Dust co-founder and Chief Executive Gabriel Hubert said it won’t be individual models or AI assistants that transform the way work gets done across enterprises. “It’s going to be a completely new type of system that gives humans and agents shared, governed access to the same information and capabilities so that they become true collaborators, working with the same context, notifications, artifacts and goals to compound organizational impact,” he insisted. “This is what we call multiplayer AI, and this is what we’re building at Dust.”
This is one of the reasons why Dust is model-agnostic. The company doesn’t build the underlying AI models itself, but lets customers choose which model they’d like to power the individual enterprise agents they rely on. It provides access to a broad range of frontier models, which are then integrated into the platform’s governance layer to ensure they remain fully under the organization’s control.
It has been so far, so good for Dust, for the startup has enjoyed rapid traction, with more than 3,000 organizations globally relying on it for their multiplayer AI operations. Those customers have successfully deployed more than 300,000 agents so far, and the startup said it had seen zero customer churn in 2025, along with a 70% weekly active user rate.

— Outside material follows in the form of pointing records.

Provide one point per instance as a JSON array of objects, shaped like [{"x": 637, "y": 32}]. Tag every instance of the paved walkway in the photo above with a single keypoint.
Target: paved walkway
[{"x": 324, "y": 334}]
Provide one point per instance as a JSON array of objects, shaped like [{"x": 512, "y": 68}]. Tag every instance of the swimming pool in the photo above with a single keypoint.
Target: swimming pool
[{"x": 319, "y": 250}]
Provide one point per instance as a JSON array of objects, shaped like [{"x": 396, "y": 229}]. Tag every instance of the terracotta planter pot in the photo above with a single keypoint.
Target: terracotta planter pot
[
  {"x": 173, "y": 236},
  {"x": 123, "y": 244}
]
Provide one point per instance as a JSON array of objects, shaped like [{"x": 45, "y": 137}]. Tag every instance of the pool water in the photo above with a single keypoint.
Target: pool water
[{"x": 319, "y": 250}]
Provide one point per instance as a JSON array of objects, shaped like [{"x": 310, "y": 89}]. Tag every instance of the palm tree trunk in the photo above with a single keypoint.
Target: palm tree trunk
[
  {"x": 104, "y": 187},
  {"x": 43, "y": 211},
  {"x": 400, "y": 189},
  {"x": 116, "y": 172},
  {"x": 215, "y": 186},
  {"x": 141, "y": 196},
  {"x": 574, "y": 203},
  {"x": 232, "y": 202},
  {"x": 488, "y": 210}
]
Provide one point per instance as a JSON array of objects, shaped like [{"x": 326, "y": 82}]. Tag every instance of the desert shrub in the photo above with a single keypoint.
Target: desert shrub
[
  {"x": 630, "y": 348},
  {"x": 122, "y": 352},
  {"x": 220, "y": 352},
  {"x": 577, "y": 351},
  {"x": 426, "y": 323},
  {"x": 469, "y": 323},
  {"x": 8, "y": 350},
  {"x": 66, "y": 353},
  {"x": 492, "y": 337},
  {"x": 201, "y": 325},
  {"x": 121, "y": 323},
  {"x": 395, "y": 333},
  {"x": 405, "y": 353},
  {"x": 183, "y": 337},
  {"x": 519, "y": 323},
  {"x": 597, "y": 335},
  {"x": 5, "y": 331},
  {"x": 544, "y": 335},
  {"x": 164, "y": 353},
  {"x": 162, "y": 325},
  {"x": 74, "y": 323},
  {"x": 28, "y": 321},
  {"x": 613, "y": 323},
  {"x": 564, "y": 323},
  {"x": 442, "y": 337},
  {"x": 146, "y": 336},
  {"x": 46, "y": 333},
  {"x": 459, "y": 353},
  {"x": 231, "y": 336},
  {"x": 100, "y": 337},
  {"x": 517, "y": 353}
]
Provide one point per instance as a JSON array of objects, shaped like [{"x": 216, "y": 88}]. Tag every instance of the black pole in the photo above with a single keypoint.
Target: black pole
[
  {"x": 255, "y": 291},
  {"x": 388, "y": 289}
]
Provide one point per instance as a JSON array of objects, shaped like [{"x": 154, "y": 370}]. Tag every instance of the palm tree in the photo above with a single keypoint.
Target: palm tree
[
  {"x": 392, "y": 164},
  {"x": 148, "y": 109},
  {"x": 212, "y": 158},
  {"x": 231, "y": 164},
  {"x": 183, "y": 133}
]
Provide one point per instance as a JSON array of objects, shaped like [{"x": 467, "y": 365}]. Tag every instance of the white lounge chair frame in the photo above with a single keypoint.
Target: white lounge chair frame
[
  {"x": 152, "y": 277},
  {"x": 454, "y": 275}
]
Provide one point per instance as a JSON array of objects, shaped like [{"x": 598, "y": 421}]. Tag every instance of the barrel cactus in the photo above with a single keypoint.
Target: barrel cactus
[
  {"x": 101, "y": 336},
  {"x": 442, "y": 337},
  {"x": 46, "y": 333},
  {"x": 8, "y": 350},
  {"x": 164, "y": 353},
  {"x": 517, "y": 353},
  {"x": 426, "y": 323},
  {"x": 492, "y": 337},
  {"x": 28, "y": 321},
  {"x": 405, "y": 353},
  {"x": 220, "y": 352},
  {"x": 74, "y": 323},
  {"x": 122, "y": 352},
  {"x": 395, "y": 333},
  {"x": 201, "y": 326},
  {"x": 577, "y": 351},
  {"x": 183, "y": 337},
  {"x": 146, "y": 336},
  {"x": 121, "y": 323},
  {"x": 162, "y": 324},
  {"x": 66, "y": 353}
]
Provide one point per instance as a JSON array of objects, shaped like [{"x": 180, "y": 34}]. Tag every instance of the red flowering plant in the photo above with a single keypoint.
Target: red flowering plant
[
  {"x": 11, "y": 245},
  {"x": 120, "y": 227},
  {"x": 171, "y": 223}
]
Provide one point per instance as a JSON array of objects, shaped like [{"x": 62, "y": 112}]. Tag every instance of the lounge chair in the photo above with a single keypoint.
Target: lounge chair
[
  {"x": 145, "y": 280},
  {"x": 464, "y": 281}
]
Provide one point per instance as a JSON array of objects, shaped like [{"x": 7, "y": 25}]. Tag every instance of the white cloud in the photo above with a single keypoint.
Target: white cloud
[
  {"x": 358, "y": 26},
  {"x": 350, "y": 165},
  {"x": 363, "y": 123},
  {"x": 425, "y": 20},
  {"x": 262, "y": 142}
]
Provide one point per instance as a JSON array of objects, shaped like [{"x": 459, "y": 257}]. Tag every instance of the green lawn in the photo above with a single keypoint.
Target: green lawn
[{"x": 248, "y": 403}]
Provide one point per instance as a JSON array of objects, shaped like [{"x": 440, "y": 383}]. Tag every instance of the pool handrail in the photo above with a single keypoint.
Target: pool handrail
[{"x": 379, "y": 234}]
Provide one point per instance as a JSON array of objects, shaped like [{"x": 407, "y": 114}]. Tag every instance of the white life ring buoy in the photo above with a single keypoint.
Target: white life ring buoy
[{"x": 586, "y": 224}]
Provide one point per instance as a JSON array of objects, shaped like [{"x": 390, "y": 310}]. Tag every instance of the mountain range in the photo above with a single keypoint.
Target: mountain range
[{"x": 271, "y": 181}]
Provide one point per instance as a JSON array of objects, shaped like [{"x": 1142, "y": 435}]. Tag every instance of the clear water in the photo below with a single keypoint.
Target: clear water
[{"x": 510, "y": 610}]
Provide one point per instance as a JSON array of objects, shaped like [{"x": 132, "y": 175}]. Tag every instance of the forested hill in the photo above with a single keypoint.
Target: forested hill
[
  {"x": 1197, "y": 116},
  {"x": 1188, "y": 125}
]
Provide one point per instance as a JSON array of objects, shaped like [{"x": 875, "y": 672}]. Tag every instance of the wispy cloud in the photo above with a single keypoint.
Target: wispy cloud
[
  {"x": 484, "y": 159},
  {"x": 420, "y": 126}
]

These numbers suggest its platform is becoming a staple for enterprise workloads, as opposed to being something experimental.
Abstract General Partner Ramtin Naimi said he’s backing Dust because there’s only so much you can do with single-player AI. “Dust is multiplayer, so AI operators inside companies like Datadog and 1Password don’t just use Dust, they build agents that collaborate across teams, learn from every interaction and rewire how the entire company works,” he said. “It’s a new operating model and category.”
Dust’s impressive progress so far is matched by the pedigree of its founders. Hubert previously helped to scale AI adoption at the payments company Stripe Inc., while co-founder Stanislas Polu once served as a research engineer at OpenAI Group PBC, where he co-authored a number of groundbreaking papers on AI reasoning.
The co-founders say they’ll use the funding from today’s round to accelerate the development of specialized AI agents that learn as they work and enhance the collaboration primitives that enable them to serve as the equals of the human workers they serve.